Irish investigators withdraw numerous counterfeit car parts from circulation; South Korean police secure counterfeit electrical equipment. And in Munich, customs officials intercept expensive fakes while Chinese authorities bust a gang of counterfeiters worth millions.

Strike against automotive counterfeiting in Ireland
During a raid in the county of Monaghan in the north of Ireland, Garda Síochána officials reportedly seized fake car parts worth half a million euros. Most of the items seized by Gardai are suspected counterfeits of Toyota-branded spare parts, including bull bars, tail lights, mud flaps, and body parts for Toyota Land Cruiser jeeps. The raid was part of a nationwide investigation into the import and sale of counterfeit car parts. As of yet, no arrests have been made in the case; the investigation is ongoing.

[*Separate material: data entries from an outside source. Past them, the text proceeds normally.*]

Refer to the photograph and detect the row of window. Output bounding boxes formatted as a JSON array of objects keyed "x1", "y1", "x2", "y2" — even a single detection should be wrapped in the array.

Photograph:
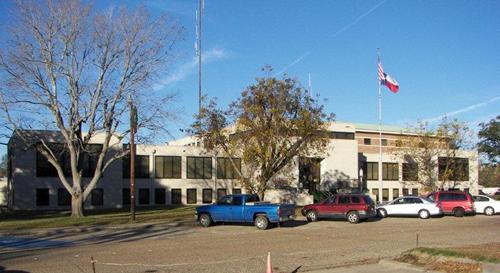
[
  {"x1": 36, "y1": 188, "x2": 241, "y2": 207},
  {"x1": 122, "y1": 155, "x2": 241, "y2": 179},
  {"x1": 372, "y1": 188, "x2": 418, "y2": 202},
  {"x1": 365, "y1": 157, "x2": 469, "y2": 181}
]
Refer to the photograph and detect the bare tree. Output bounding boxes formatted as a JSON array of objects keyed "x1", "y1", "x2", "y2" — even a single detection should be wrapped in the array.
[
  {"x1": 394, "y1": 117, "x2": 471, "y2": 191},
  {"x1": 0, "y1": 0, "x2": 182, "y2": 217}
]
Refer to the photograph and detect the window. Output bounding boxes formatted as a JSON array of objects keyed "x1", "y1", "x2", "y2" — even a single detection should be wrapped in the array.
[
  {"x1": 122, "y1": 189, "x2": 130, "y2": 206},
  {"x1": 382, "y1": 163, "x2": 399, "y2": 180},
  {"x1": 329, "y1": 132, "x2": 354, "y2": 139},
  {"x1": 232, "y1": 196, "x2": 243, "y2": 206},
  {"x1": 90, "y1": 188, "x2": 104, "y2": 206},
  {"x1": 392, "y1": 189, "x2": 399, "y2": 199},
  {"x1": 155, "y1": 156, "x2": 181, "y2": 178},
  {"x1": 186, "y1": 157, "x2": 212, "y2": 179},
  {"x1": 338, "y1": 195, "x2": 351, "y2": 204},
  {"x1": 366, "y1": 162, "x2": 378, "y2": 180},
  {"x1": 186, "y1": 189, "x2": 197, "y2": 204},
  {"x1": 36, "y1": 189, "x2": 50, "y2": 207},
  {"x1": 403, "y1": 163, "x2": 418, "y2": 181},
  {"x1": 438, "y1": 157, "x2": 469, "y2": 181},
  {"x1": 171, "y1": 189, "x2": 182, "y2": 205},
  {"x1": 403, "y1": 188, "x2": 409, "y2": 196},
  {"x1": 57, "y1": 189, "x2": 71, "y2": 206},
  {"x1": 122, "y1": 155, "x2": 149, "y2": 178},
  {"x1": 382, "y1": 189, "x2": 389, "y2": 201},
  {"x1": 217, "y1": 189, "x2": 227, "y2": 200},
  {"x1": 351, "y1": 196, "x2": 361, "y2": 204},
  {"x1": 372, "y1": 189, "x2": 379, "y2": 202},
  {"x1": 202, "y1": 189, "x2": 213, "y2": 204},
  {"x1": 411, "y1": 188, "x2": 418, "y2": 196},
  {"x1": 155, "y1": 188, "x2": 166, "y2": 205},
  {"x1": 217, "y1": 157, "x2": 241, "y2": 179},
  {"x1": 139, "y1": 189, "x2": 149, "y2": 205}
]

South Korean police take counterfeit electronics off the streets
Fake smartphone accessories worth one billion won (about 775,000 euros) were confiscated by South Korean police in the province of Gyeonggi, located near Seoul. The potentially dangerous counterfeits – which included charging cables and headphones – illegally carried the Apple brand. The local dealers of the fake accessories, which were apparently manufactured in China, are still under investigation. In the meantime, Apple is said to have given its thanks to the local authorities for the successful operation: According to Korean media reports, a brand representative presented officers involved with a plaque of appreciation to thank them for their efforts.

Munich customs stop half a million euros’ worth of fakes
Counterfeit fashion items of well-known manufacturers with a market value of over half a million euros were intercepted by customs officials at Munich Airport. According to official reports, the fake goods included clothing, handbags, and other luxury accessories. The fakes were discovered in several pieces of luggage belonging to a man travelling in from China. Proceedings for violation of the trademark law and tax evasion are now under way.

Chinese counterfeiting ring worth millions busted
In several raids, Chinese police cracked down on a widely-active counterfeiting syndicate. According to current reports by local media, the gang ran a large-scale scam copying products of the English electronics manufacturer Dyson. During raids carried out in two illegal workshops, investigators seized hundreds of fake hairdryers as well as numerous electronic components and manufacturing equipment. A total of 36 suspects are said to have been arrested. The counterfeiters had apparently sold the fake hairdryers via various online trading platforms at discount prices of up to 50% below the originals’ market prices. This way, the fraudsters made an alleged profit of approx. 1.3 million euros (approx. 10 million yuan), according to media reports. The scam was busted in August when customer complaints about the fakes’ inferior quality reached Chinese authorities.